Shifting to the final letter we discussed in class, number 65, we go deep into the domain of metaphysics. We looked at Aristotle’s four causes (material, final, efficient, and final) as a metaphysical model a few weeks earlier, and before that we discussed Plato’s doctrine of the forms, which makes the forms, ideas, or archetypes in some sense the cause of the material and multiple things that “participate in” those forms. I even had my students engage in a discussion forum where they had to decide which metaphysical viewpoint makes the most sense to them and explain why.
But what if you could have both of them, and more? That’s what Seneca in effect pulls off in Letter 65. There he talks about 5 causes, four of them the familiar Aristotelian causes, and one of them the pattern or eternal archetype coming from Plato. He even uses the example of a sculpture to illustrate how all five of these interface with each other. And then he tells us that strictly speaking this isn’t the right number. It’s either too little, because there are other things that can be considered causes, or it’s too many, because there’s one other thing that is more genuinely a cause than them, namely God.
He adds another thing, to which I call the attention of my students. Where did Plato say those ideas or forms exist? In some other intelligible world, which is more real, more true, and better than the visible material world we inhabit. There’s also that one form that is still more true, real, and good than the others, the form of the good that is beyond being, described in Republic book 7 (AKA the form of the beautiful, or beauty itself in the Symposium). Seneca does something that later Christian thinkers will really get some mileage out of. He doesn’t identify God with the form of the good, as later thinkers will. But he places those Platonic ideas within the mind of God.
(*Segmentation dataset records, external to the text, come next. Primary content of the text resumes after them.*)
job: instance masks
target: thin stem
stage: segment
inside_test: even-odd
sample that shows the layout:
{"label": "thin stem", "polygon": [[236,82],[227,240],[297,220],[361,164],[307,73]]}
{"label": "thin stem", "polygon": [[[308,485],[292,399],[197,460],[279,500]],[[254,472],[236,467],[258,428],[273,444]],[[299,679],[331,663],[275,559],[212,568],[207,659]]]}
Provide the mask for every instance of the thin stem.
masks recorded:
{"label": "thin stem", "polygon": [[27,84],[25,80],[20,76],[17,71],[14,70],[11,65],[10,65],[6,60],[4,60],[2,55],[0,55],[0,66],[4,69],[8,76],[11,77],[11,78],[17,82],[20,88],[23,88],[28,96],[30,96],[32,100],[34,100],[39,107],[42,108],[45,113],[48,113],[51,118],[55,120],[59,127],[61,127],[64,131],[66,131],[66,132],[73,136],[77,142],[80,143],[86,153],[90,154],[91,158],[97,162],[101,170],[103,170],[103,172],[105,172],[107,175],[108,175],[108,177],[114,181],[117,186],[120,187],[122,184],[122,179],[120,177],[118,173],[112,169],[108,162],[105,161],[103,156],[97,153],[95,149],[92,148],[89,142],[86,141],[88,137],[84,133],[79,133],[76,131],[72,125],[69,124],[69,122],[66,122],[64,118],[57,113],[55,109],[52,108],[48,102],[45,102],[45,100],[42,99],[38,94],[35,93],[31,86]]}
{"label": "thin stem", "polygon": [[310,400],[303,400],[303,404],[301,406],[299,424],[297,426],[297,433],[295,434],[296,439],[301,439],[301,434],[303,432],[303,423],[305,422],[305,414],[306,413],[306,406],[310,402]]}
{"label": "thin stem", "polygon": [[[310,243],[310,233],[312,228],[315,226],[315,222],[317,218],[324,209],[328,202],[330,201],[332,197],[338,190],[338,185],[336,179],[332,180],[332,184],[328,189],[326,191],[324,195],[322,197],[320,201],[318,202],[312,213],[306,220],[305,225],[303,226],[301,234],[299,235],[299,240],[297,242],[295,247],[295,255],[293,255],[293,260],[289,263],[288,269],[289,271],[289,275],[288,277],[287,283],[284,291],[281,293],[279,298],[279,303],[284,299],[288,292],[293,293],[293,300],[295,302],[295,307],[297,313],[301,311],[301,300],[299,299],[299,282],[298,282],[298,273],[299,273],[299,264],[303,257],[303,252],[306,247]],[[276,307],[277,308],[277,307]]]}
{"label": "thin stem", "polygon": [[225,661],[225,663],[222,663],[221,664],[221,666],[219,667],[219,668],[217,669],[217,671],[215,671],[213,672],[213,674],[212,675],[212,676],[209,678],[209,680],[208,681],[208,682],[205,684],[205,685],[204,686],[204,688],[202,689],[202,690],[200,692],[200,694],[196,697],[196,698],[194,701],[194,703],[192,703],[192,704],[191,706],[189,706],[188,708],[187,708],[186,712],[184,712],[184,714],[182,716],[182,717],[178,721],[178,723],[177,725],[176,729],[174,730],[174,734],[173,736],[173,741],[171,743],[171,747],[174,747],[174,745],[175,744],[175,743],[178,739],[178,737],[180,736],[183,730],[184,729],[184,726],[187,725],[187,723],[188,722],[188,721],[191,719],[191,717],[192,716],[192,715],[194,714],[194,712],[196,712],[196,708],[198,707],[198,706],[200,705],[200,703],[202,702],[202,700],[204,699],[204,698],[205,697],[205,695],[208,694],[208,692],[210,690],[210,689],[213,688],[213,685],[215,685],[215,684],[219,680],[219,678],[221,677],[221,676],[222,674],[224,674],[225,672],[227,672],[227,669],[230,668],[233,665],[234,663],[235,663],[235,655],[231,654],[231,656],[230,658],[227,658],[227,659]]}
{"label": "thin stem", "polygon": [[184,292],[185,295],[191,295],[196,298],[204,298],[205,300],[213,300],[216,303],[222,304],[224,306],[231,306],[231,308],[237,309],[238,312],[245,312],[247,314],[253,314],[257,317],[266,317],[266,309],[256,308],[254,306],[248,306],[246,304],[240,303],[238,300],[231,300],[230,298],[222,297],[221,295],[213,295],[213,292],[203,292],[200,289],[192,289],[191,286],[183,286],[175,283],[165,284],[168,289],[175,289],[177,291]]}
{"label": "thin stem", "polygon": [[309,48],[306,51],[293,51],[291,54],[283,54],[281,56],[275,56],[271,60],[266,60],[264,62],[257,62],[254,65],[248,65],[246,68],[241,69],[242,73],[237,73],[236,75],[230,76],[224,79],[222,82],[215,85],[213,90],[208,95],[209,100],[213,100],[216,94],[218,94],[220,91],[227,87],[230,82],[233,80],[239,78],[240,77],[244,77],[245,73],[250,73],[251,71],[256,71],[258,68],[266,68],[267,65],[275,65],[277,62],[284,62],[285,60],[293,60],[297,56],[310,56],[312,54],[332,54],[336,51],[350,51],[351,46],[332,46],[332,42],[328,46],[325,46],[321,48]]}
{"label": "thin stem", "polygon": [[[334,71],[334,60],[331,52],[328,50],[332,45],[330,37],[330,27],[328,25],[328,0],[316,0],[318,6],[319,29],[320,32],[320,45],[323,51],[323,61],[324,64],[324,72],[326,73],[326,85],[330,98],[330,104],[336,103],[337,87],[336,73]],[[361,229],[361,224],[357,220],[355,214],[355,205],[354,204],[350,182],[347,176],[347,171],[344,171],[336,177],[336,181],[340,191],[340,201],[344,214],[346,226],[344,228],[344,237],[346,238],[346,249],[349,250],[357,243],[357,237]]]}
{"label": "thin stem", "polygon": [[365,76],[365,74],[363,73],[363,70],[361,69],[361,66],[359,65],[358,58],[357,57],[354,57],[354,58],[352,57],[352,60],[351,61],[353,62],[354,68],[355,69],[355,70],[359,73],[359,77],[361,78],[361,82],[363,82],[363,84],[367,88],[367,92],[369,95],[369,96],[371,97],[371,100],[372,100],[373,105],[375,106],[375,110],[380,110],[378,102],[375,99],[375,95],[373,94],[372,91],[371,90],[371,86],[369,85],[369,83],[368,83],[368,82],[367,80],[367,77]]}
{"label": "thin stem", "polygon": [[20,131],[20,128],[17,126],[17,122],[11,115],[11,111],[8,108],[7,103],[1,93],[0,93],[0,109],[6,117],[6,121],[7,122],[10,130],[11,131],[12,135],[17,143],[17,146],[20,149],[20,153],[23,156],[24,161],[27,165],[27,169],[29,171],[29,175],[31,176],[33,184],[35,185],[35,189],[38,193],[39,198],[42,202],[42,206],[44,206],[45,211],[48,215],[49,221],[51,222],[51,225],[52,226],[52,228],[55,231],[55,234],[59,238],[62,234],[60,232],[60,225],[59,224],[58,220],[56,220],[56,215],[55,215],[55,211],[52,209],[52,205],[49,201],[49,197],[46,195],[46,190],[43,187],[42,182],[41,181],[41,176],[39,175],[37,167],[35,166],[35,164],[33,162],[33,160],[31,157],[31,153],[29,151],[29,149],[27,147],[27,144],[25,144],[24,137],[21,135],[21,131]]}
I occasionally will have a student come up to me after class, struck by the ideas we’ve discussed, wanting to talk about them a bit more. These class sessions, something new happened. Two of my most engaged students came up to me after class. One in the morning class session. One in the afternoon class session. Both of them wanted to know more about this notion of the Platonic forms existing in the mind of God. What sort of status would they have there? How does God know or understand these ideas by comparison to how we (much more dimly and imperfectly) do? Do all of us human beings have the same access to these ideas in God’s mind?
These were questions that they were motivated to ask, going beyond anything we were discussing in class, or that they might be asked about in their homework or later on an exam. These students were, for that space of time, captivated by an idea that they wanted to explore with someone who had thought a bit more than them about that same idea. It’s wonderful when that happens.